Third is that pak leaves behind some files in /tmp, you can delete them with rm -rf /tmp/* in the same Docker step.

Here is an example. Using ghcr.io/r-lib/rig/ubuntu:latest, because it already has pak, I have three Dockerfiles, the first:

FROM --platform=linux/amd64 ghcr.io/r-lib/rig/ubuntu:latest

RUN R -q -e 'pak::pkg_install("tidyverse")'

The second:

FROM --platform=linux/amd64 ghcr.io/r-lib/rig/ubuntu:latest

RUN R -q -e 'pak::pkg_install("tidyverse"); pak::cache_clean(); pak::meta_clean(TRUE)' && \
    apt-get clean

(You don't need the apt-get clean if you turn off the sysreqs.)

Third:

FROM --platform=linux/amd64 ghcr.io/r-lib/rig/ubuntu:latest

RUN R -q -e 'pak::pkg_install("tidyverse"); pak::cache_clean(); pak::meta_clean(TRUE)' && \
    apt-get clean && \
    rm -rf /tmp/*

I get these (compressed) image sizes:

EDIT: @michaelmayer is telling me that pak also leaves files in /tmp, so I added the third Dockerfile.

[1] Environment variables and options that modify the default behavior — pak configuration • pak

Thanks Gabor! This was a big help.

I do need the build-time dependencies precisely because these are arm builds where no PPM binaries are available. I had already taken care of those in my dockerfile, so PKG_SYSREQS=false didn't have an effect on the final size.

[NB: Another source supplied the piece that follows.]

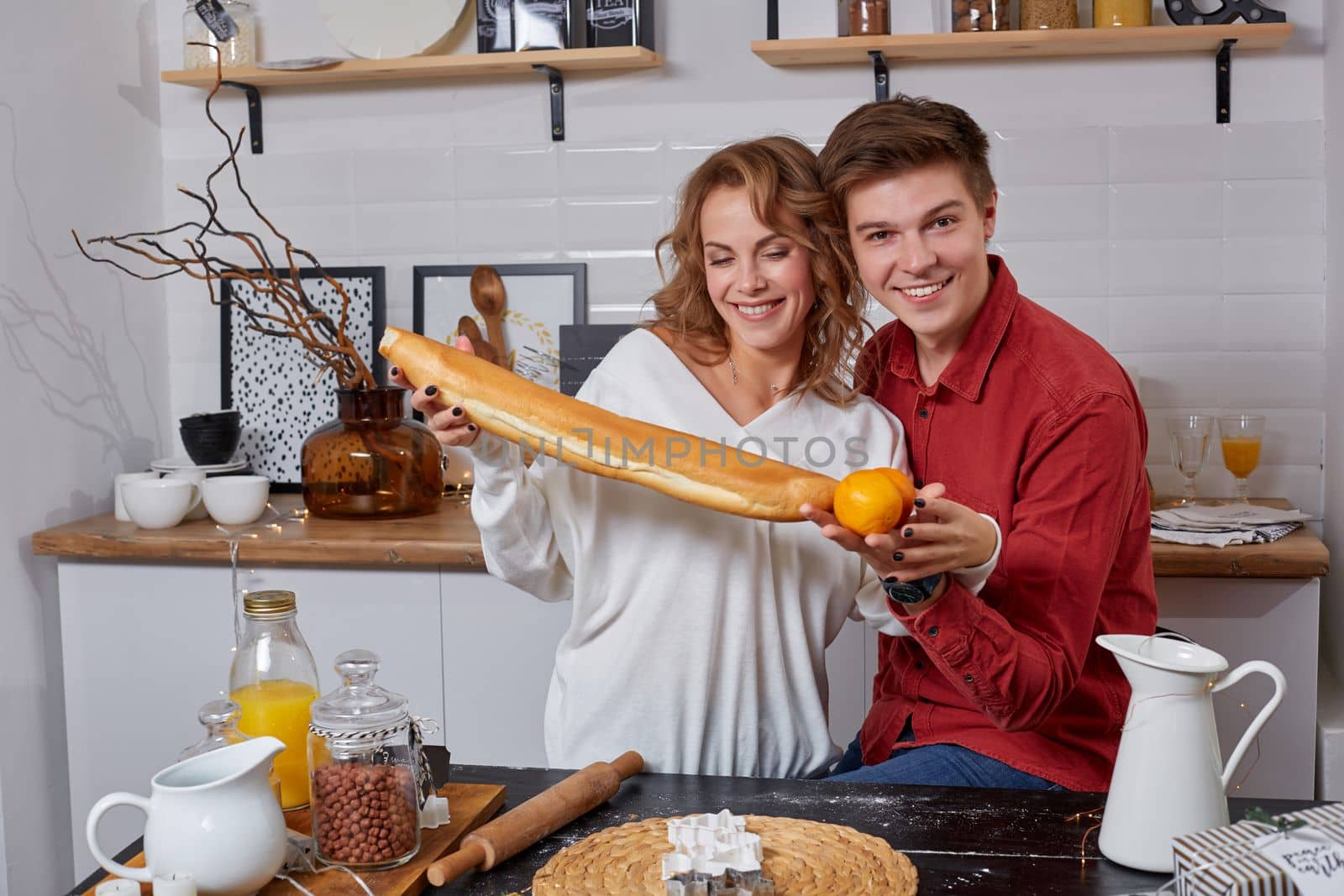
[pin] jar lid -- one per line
(358, 703)
(217, 712)
(262, 605)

I had tried pak::cache_clean(); pak::meta_clean(TRUE) but neglected the fact that of course this needs to be run at the same step as the installation. Putting it in the right spot reduced the compressed image size by ~400 MB. Clearing out /tmp brought it down the rest of the way, to a final image that's slightly smaller than the original :tada:

Sorry for veering off topic, but hopefully this is useful for anyone else who is using pak to improve build times for arm-based images.

2 Likes

Glad this is sorted now!

While in your case the reduction from 45 to 30 minutes is not an overwhelmingly significant improvement, it would be interesting to see how much time of the build is actually spent in building those R packages. As only this part is really parallelizable via pak, you could be in a situation where you reduce the time for package build 10x but the impact on the overall build time still can be be negligible if most of the time is spent outside of package installs (cf. Amdahl's law - Wikipedia).
If on the other hand most of the time is spent in building packages, you will probably see better speed-ups by increasing the resources (cpu and memory) for your CI runners (allowing much more packages to be built in parallel).